Council’s overall performance got 37 per cent support, while 48 per cent disapproved.
“It’s also unusual for councillors to have better approval ratings than the mayor, particularly with a Council where two-thirds are newcomers. This could be a challenge for Gondek going forward,” Henry said.
“Typically, the mayor is far better known and liked than individual councillors and that standing really does re-enforce the ‘first among equals’ relationship. Councillors, unless they truly feel strongly about an issue, are more likely to ‘go along’ with a popular mayor – give them a vote or at the very least not debate against them.”

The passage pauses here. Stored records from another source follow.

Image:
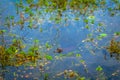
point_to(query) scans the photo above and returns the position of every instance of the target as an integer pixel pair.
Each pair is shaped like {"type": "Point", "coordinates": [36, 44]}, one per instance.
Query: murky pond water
{"type": "Point", "coordinates": [79, 56]}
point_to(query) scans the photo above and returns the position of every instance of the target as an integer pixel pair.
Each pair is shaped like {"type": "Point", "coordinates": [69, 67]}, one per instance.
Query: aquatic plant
{"type": "Point", "coordinates": [114, 47]}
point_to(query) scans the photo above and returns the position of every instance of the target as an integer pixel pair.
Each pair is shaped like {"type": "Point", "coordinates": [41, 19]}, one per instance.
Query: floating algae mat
{"type": "Point", "coordinates": [59, 40]}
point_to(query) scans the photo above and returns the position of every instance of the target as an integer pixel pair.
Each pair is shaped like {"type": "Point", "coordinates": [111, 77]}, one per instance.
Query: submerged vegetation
{"type": "Point", "coordinates": [16, 51]}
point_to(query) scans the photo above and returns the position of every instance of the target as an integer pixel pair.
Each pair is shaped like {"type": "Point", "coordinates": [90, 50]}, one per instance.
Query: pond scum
{"type": "Point", "coordinates": [14, 54]}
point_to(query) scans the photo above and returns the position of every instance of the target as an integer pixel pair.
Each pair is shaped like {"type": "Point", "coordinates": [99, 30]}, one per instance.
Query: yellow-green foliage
{"type": "Point", "coordinates": [114, 46]}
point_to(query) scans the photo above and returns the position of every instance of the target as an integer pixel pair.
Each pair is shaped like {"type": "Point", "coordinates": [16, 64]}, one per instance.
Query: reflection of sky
{"type": "Point", "coordinates": [70, 37]}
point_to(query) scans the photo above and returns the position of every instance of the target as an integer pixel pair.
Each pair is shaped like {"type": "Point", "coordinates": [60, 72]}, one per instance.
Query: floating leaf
{"type": "Point", "coordinates": [117, 33]}
{"type": "Point", "coordinates": [78, 55]}
{"type": "Point", "coordinates": [48, 57]}
{"type": "Point", "coordinates": [99, 68]}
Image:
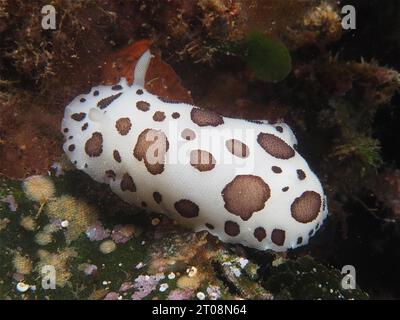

Disapproval of council is modestly lower among younger voters, the survey indicated.
Henry said this is a rough first impression.
“Her ratings from voters today are not positive. She’s got roughly 1300 days to change that, but the initial impressions set in the first 100 days will be a headwind she has to overcome to do it,” he said.
“Not an easy task.”
The survey of 1101 adult Calgarians was done March 14 to 21, 2022. It’s weighted to reflect the gender, age and region of the Calgary population according to Statistics Canada.
This was a panel survey done through the Angus Reid forum. The margin of error for a comparable probably-based random sample of this size is 2.9 per cent, 19 times out of 20.